The revision of the United Kingdom's Outlook to Negative from Stable will have no immediate impact on the ratings of UK registered providers (RP) of social housing. In Fitch's view RPs still benefit from strong government support by way of public funding and regulatory oversight.
Fitch applies a "bottom-up" rather than a "top-down" approach to social housing ratings which means the ratings of RPs are not credit linked and do not automatically move in line with any rating action on the UK sovereign. Furthermore, a hypothetical one notch downgrade of the UK sovereign rating would not affect the agency's view of potential support from the UK government.
The standalone assessment incorporates the fact that over 70% of the turnover of RPs comes from the government by way of housing benefits. In addition, significant capital grants are received by RPs from the Homes and Communities Agency (HCA), who in turn receives it from the government.

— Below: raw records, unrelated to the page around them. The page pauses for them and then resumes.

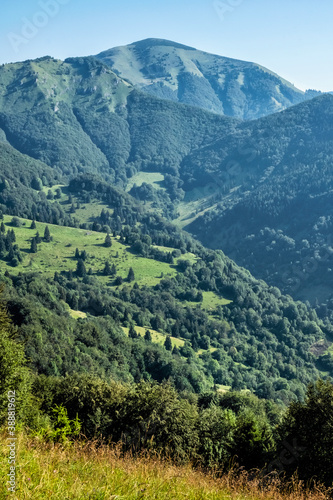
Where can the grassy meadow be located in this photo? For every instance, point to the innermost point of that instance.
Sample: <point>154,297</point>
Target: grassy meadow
<point>85,471</point>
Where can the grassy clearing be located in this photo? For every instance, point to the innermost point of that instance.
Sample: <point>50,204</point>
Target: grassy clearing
<point>58,255</point>
<point>153,178</point>
<point>157,337</point>
<point>210,302</point>
<point>84,471</point>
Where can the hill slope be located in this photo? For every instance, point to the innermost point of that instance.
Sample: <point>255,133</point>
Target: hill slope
<point>79,116</point>
<point>273,211</point>
<point>226,86</point>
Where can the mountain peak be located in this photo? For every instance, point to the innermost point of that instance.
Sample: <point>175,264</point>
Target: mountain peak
<point>226,86</point>
<point>153,42</point>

Therefore, RPs with a high level of turnover from social housing activities would tend to be rated higher than those which have a high proportion of revenues from development activities.

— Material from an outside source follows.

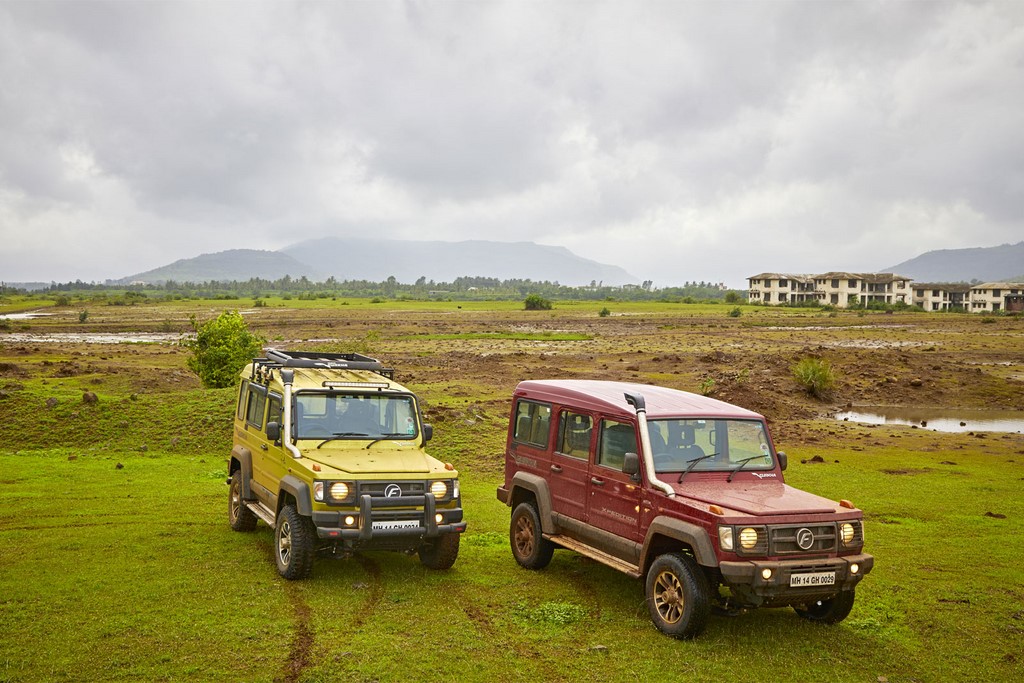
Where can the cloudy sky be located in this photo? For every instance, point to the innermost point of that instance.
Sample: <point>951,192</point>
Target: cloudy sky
<point>679,140</point>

In addition Fitch also applies a two notch upgrade to the standalone assessment of the RP to take into account the strong regulatory environment and any extraordinary support that the central government could provide to an entity or the sector. Fitch views that RPs provide an essential function in the provision of affordable housing and the UK government would wish to maintain confidence in the sector and also in the ability of RPs to access long-term funding.